New EV start ups (Luicid/Nio/Xpeng/Nikola/many others).
So these companies will make more compelling products than Legacy auto. However, I put these companies at about 5% success rate at staying alive, and 95% bankruptcy rate. Historically we see that new auto makers end up bankrupt. Most has to do with not able to survive the initial warranty period as it's a severe cash drain. This and the fact that people are wary of trying out new brands as bankruptcy rates are high.
NEW EVs however are at even more of a disadvantage because the service center infrastructure must be robust to generate sales. So most of the new cars coming out are more expensive than a Tesla(sometimes 2x more expensive than Tesla's model S). So the # of people who can afford them already reduced to almost nothing, and then you have the chicken and the egg problem due to a lack of service centers. It's a very tough road ahead in which Tesla almost went bankrupt 3 times and they had zero competition in the space. New EV companies have Tesla to deal with, so it's extra hard and frankly it's stupid cubed just to even try. HOWEVER, Tesla even though had revenue, was only awarded a couple of hundred million dollars when they IPOed. Due to their success, the new EV start ups are awarded with tens of billions of dollars so the capital market is very lucrative for them, and this is a pretty good competitive advantage vs Tesla's early days. The sentiment however can shift very fast as most of the valuation is based on nothing but speculation. So it might be rosy today, but if they have manufacturing problems/no demand, we can see valuation evaporate overnight.
Tesla's competitive advantage
1. Manufacturing: This is the biggest competitive advantage of Tesla as it is the key to scale and transition the world to clean energy. None of the companies above are trying to solve one thing, which is to scale batteries to the point in which to satisfy 65 million sold cars a year. Tesla with Panasonic is manufacturing 40% of total battery output in the world and currently they can only hit 500k produced this year. However Tesla is working on simplifying manufacturing and battery production to scale to multi millions in just a few years. This will reduce cost significantly, improve margins, but mostly just to satisfy demand. Currently powerwalls have month long back order/semi trucks can't be made, all due to battery shortages. So ask yourself how can the competition even compete when the real limiting step no one is actually working on?
2. Software: From quirks, to Netflix, to full self driving. Tesla has the best software and monetizes this better than any legacy auto. Possible ride hailing service coming later this year
3. Data: Use to train full self driving and pull information to reduce insurance cost for Tesla owners. Leveraging data to reduce accidents and reducing the cost of ownership even on an insurance level.
4. Continuous improvements: Constantly improving parts/production process and introducing them into the production line at lightening speed. Munroe have tore apart a Model Y from June and noticed 13 different improvements to the octovalve compared to the April tear down car.
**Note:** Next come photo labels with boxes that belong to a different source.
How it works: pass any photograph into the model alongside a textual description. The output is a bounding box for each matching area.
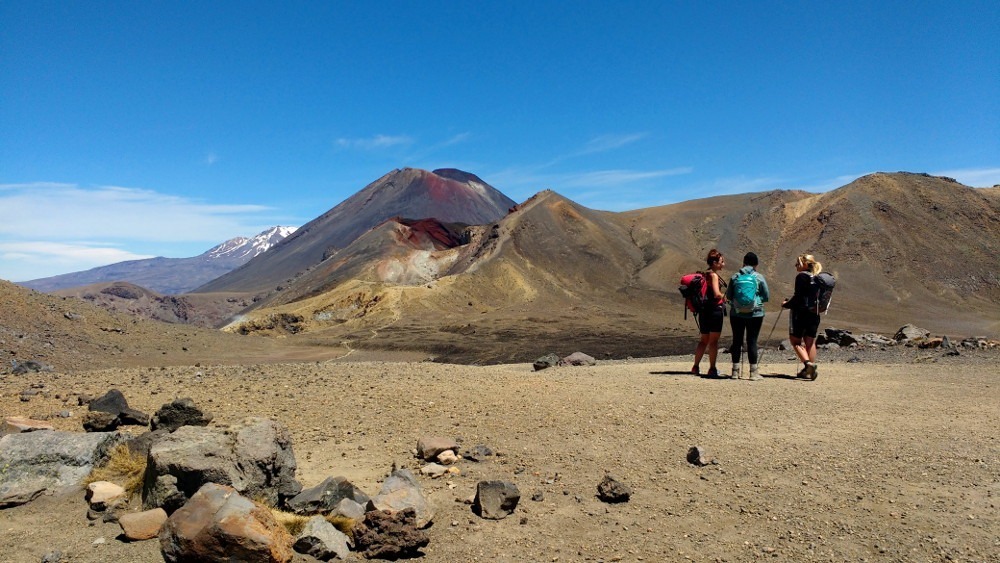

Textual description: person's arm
[782,272,812,309]
[711,272,726,301]
[757,274,771,303]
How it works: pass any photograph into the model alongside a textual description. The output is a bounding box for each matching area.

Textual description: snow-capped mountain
[203,227,296,262]
[19,226,296,295]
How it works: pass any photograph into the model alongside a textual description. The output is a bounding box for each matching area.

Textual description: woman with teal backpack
[726,252,771,381]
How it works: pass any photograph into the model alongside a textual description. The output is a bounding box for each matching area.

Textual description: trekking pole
[757,307,785,362]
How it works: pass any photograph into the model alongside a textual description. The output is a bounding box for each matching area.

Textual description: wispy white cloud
[405,132,473,162]
[573,133,648,156]
[536,133,647,169]
[0,182,282,281]
[0,241,153,281]
[560,166,693,188]
[931,168,1000,188]
[335,134,414,150]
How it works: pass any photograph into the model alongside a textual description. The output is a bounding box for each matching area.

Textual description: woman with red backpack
[691,248,726,377]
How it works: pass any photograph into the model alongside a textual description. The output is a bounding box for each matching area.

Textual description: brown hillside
[219,173,1000,362]
[0,280,352,374]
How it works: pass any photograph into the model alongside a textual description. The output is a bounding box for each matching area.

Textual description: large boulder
[160,483,293,563]
[0,430,125,508]
[368,469,434,528]
[354,509,431,560]
[287,477,371,514]
[894,324,931,344]
[142,418,302,513]
[472,481,521,520]
[150,398,212,432]
[87,389,149,426]
[292,516,351,561]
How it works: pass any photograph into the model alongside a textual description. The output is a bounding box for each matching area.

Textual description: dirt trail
[0,352,1000,563]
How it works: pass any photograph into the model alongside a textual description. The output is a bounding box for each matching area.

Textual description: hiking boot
[805,362,817,381]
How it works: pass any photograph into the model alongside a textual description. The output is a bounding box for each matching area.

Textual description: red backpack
[677,272,708,320]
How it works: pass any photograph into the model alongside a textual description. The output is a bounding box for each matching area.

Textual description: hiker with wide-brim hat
[781,254,823,380]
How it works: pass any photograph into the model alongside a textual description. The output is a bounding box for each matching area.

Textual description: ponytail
[798,254,823,276]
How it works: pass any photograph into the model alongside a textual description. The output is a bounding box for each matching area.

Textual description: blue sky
[0,0,1000,281]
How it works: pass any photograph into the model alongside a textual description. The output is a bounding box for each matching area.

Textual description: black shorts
[698,307,726,334]
[788,309,819,338]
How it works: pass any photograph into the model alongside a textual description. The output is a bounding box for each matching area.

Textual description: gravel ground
[0,347,1000,562]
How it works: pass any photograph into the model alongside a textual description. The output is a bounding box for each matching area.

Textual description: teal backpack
[733,272,761,315]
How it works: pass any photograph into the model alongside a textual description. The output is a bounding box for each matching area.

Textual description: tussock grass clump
[271,508,310,538]
[84,444,146,498]
[271,508,357,538]
[325,514,358,539]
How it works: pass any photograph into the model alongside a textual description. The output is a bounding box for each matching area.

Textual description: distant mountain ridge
[18,226,296,295]
[226,172,1000,363]
[195,168,516,293]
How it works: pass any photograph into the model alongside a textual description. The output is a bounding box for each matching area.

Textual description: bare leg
[693,334,715,367]
[707,332,722,369]
[788,335,816,364]
[796,336,816,364]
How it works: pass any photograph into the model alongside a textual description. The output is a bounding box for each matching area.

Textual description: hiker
[691,248,726,377]
[726,252,771,381]
[781,254,823,379]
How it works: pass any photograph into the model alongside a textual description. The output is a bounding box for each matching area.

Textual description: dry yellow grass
[84,444,146,498]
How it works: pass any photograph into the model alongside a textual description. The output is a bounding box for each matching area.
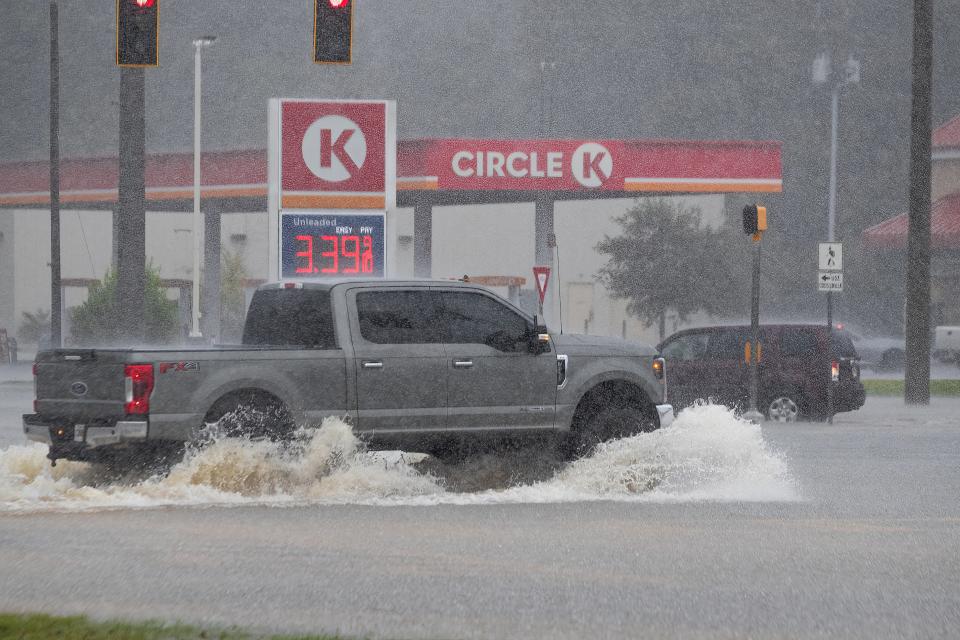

This continuous improvement is mostly used to increase the pace of innovation and prevent ip theft for having any usefulness.
So yeah the competition argument is perhaps the weakest when it comes to Tesla because usually other companies can come in and disrupt something severely lacking that Tesla is doing and run away with the first place trophy as Tesla fails to fill that gap. Currently Tesla has knocked out all the short coming and then some, leaving very little room for competitors.